Unable to persuade North Korea to halt its nuclear programs, the UN Security Council has decided to exert more pressure on the regime of Kim Jong Un in the form of fresh sanctions. Pyongyang was not deterred by the earlier range of sanctions and had gone ahead with its programs to build its nuclear weapons in total defiance of the world’s sentiments.

The new sanctions are believed to be a retaliatory action for its controversial nuclear programs that has kept the United States on the edge because of Kim’s threat of launching an ICBM that could target the mainland of America.

Aim of the new measures

Sky News reports that the main object of the new measures would be to ban export of specific products from North Korea. This is expected to have a major impact on its economy because it could deprive the country of revenue to the extent of around $1bn which is believed to be approximately one third of its export earnings.

The products that would come under the purview of the sanctions are coal, iron and iron ore, lead and lead ore, fish and seafood. Apart from these, it would not be able to send across more number of workers overseas. This, in turn, will be a matter of concern for Pyongyang because those North Koreans who work in other countries have to remit a major portion of their earnings back home to fill the coffers of the regime.

This is another source of revenue for it to finance its nuclear programs.

In addition to the above, the axe will fall on joint ventures – it will prohibit starting of new joint ventures and also ban fresh investment in existing joint ventures. Moreover, some officials and the country's main foreign exchange bank have been added to the blacklist, but oil deliveries have been spared.

Will the fresh sanctions deliver the goods?

North Korea has got used to bans and, in spite of six rounds of sanctions already imposed on it over the years by the UN Security Council, has carried on with its nuclear programs. It has tested its missiles at regular intervals and have claimed gradual improvement in their performances.

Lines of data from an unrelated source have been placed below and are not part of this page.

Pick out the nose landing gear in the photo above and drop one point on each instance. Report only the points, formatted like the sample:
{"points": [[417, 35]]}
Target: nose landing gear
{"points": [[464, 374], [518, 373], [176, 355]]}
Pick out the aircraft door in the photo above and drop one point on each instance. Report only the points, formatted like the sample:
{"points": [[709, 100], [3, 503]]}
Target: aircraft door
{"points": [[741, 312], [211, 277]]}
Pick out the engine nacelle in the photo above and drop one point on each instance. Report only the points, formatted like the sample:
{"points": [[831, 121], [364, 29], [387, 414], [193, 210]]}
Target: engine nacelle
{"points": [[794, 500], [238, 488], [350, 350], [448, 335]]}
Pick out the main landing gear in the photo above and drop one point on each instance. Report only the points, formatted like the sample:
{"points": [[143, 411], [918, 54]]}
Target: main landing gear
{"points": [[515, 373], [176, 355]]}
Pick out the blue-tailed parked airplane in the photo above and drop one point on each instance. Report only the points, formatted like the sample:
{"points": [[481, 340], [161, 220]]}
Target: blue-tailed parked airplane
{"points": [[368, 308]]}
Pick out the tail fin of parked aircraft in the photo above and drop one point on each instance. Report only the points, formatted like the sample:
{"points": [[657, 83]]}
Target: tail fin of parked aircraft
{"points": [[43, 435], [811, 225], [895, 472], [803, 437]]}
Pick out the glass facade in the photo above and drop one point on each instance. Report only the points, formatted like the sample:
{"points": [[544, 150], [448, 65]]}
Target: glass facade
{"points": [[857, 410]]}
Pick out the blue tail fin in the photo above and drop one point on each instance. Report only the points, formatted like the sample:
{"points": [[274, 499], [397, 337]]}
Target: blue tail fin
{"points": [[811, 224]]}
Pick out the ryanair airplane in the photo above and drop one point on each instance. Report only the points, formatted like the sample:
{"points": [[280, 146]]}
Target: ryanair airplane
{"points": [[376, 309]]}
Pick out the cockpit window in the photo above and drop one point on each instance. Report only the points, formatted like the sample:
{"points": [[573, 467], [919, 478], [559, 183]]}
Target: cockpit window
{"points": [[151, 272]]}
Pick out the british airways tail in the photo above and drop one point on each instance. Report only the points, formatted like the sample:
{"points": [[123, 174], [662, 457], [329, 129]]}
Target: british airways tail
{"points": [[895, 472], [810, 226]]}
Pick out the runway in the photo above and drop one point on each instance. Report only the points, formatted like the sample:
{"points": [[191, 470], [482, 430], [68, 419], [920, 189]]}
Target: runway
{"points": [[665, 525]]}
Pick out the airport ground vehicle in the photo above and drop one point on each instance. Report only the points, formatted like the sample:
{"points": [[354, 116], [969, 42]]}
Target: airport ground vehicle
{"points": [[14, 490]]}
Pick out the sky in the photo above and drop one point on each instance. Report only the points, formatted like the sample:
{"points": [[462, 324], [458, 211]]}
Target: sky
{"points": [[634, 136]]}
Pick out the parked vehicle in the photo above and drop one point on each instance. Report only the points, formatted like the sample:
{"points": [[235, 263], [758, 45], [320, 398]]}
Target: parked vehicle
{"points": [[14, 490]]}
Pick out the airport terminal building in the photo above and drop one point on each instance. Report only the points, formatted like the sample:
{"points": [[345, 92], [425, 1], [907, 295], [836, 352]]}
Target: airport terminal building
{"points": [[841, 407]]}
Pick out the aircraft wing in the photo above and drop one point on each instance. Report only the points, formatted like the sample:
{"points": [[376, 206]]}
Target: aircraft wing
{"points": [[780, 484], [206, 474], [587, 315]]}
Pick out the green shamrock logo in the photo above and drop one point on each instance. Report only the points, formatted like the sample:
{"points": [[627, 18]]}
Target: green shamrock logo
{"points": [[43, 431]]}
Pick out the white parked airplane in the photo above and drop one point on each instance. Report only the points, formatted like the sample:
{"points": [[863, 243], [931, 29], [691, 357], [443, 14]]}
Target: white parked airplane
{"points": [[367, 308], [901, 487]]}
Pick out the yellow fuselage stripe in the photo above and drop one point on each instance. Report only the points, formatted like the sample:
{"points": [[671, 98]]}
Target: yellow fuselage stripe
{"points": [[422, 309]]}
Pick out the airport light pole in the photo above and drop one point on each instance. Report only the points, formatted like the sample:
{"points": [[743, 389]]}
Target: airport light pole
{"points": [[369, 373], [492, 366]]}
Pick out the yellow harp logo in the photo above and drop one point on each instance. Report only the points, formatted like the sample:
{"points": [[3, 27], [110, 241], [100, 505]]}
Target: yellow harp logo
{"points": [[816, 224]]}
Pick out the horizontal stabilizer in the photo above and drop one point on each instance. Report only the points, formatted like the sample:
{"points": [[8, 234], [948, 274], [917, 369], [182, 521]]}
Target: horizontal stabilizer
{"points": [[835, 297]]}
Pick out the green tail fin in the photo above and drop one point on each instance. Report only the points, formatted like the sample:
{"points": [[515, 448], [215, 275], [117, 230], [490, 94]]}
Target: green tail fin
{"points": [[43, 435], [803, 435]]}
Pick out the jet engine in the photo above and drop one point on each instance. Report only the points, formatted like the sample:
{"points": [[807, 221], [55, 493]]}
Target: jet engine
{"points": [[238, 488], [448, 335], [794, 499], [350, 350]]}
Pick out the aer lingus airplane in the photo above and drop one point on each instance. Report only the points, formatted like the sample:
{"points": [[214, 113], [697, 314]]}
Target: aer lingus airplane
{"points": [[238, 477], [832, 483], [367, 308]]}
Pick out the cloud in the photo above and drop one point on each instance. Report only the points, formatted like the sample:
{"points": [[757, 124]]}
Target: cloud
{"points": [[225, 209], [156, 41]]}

It has also announced that its ICBM could strike the United States. Obviously it has mastered the art of just how to circumvent the sanctions and pursue its agenda.

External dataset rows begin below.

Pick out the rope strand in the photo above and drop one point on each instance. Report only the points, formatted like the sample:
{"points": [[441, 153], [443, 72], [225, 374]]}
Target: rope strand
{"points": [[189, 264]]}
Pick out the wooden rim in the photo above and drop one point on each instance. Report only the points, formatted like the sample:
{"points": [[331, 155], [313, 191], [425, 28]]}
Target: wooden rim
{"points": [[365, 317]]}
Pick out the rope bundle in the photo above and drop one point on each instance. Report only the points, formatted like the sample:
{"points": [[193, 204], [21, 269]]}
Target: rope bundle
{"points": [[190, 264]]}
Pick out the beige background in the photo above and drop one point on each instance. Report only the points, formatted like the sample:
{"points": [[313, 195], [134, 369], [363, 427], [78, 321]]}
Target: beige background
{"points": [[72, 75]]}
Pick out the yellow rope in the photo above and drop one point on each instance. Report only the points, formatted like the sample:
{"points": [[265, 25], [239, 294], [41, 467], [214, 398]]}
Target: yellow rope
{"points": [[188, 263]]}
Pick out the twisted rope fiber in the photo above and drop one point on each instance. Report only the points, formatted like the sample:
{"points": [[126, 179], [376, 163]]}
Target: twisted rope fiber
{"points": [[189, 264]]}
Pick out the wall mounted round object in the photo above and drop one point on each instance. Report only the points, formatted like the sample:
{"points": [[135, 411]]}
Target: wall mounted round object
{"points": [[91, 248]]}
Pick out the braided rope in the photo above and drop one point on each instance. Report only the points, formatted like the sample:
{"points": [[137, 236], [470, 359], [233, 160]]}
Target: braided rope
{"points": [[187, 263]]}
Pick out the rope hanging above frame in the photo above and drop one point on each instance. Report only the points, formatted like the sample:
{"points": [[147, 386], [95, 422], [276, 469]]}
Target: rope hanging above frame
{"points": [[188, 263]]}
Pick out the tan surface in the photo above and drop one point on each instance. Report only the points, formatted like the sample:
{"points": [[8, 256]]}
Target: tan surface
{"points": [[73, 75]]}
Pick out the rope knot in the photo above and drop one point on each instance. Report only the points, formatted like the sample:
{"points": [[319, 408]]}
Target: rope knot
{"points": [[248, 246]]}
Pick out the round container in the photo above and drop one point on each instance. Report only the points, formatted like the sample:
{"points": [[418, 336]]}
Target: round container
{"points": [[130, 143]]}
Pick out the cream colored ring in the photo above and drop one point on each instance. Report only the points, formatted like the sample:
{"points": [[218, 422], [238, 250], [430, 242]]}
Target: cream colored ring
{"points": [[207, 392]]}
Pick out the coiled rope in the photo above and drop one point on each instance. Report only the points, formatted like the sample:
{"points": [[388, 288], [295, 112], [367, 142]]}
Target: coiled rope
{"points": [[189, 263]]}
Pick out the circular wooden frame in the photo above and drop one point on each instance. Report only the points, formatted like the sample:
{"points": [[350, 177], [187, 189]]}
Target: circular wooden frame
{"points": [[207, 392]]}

US ambassador to the UN Nikki Haley has termed the sanctions as penalties against the regime, while UK ambassador to the UN, Matthew Rycroft, has cautioned that the nuclear ambitions of Kim Jong Un could be "catastrophic for the world".

President Donald Trump had wanted China to play a more proactive role to convince Kim Jong Un to shelve his nuclear ambitions. His logic was that China has huge business dealings with North Korea, and Chinese President Xi Jinping could use that leverage to reduce tension in the Korea peninsula. There is no indication of whether that is likely to happen and the effectiveness of the new measures will depend largely on the strategies of China.